Ce que traduisent les soulèvements, insurrections et séparatismes en Algérie
Par Mesloub Khider – A la faveur de la crise économique, politique et institutionnelle, accentuée par le Hirak, exacerbée par l’épidémie du Covid-19, la question de l’identité nationale a refait surface. D’aucuns se sont engouffrés dans cette brèche du Hirak pour porter haut la revendication identitaire berbériste, cristallisée par le brandissement de l’emblème amazigh lors des manifestations contre le régime. Moyen et ruse ethniques de se démarquer du reste de la population «arabe» ou opportunité contestataire exploitée pour imposer l’idéologie berbériste sur la scène protestataire algérienne ou, plus gravement, opération commanditée par quelque obscure officine étatique pour dévoyer le mouvement populaire authentiquement national et moderne vers l’impasse politique et l’aporie identitaire ?

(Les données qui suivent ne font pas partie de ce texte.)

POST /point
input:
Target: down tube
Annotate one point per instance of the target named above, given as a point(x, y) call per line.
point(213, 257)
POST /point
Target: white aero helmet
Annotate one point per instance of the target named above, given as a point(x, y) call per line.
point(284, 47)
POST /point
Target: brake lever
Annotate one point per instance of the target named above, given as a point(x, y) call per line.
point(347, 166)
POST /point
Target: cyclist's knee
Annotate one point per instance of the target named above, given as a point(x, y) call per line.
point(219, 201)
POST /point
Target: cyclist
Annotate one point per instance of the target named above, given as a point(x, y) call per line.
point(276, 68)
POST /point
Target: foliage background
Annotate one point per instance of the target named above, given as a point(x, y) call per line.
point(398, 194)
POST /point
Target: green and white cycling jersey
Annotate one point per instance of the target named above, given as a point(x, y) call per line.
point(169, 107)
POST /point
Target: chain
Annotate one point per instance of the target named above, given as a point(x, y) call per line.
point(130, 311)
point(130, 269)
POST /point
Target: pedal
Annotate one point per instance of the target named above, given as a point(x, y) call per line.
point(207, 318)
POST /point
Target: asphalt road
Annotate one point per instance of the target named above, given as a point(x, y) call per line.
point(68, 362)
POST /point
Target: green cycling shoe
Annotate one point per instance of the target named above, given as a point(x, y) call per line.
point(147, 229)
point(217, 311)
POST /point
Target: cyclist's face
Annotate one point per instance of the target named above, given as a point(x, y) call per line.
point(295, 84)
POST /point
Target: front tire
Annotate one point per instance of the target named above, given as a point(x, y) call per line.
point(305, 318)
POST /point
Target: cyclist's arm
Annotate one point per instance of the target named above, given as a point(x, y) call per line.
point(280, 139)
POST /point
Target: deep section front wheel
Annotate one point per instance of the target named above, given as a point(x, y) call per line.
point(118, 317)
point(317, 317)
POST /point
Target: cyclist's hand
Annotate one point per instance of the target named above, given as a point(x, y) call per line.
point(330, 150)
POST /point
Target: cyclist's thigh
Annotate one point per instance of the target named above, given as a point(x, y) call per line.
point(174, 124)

Ainsi, la question berbère s’est-elle invitée, avec acuité, dans le débat public depuis le déclenchement du Hirak. La controverse avait pris une dimension judiciaire avec l’interdiction calculée de l’exhibition de l’emblème amazigh, interdiction ordonnée par le défunt homme fort de l’époque, le général Gaïd-Salah. Entre les partisans de l’identité berbère, les tenants de l’arabité de l’identité nationale et les islamistes toujours en embuscade, le conflit semble de nouveau ouvert pour mieux fermer définitivement la parenthèse du soulèvement populaire du Hirak, déjà opportunément circonscrit à la faveur de l’apparition de l’épidémie du Covid-19.
Au-delà des polémiques sur la légitimité de l’existence des mouvements séparatistes berbéristes, notamment le MAK, de ses liens avec les puissances étrangères telles que le Maroc, Israël et la France, la question fondamentale que pose l’émergence de ce nouvel avatar sur la scène politique algérienne est la suivante : comment expliquer que la «nation algérienne», en à peine plus de 50 ans d’existence, a été confrontée au surgissement d’une multitude de forces centrifuges en révolte contre le régime installé au pouvoir depuis l’indépendance ?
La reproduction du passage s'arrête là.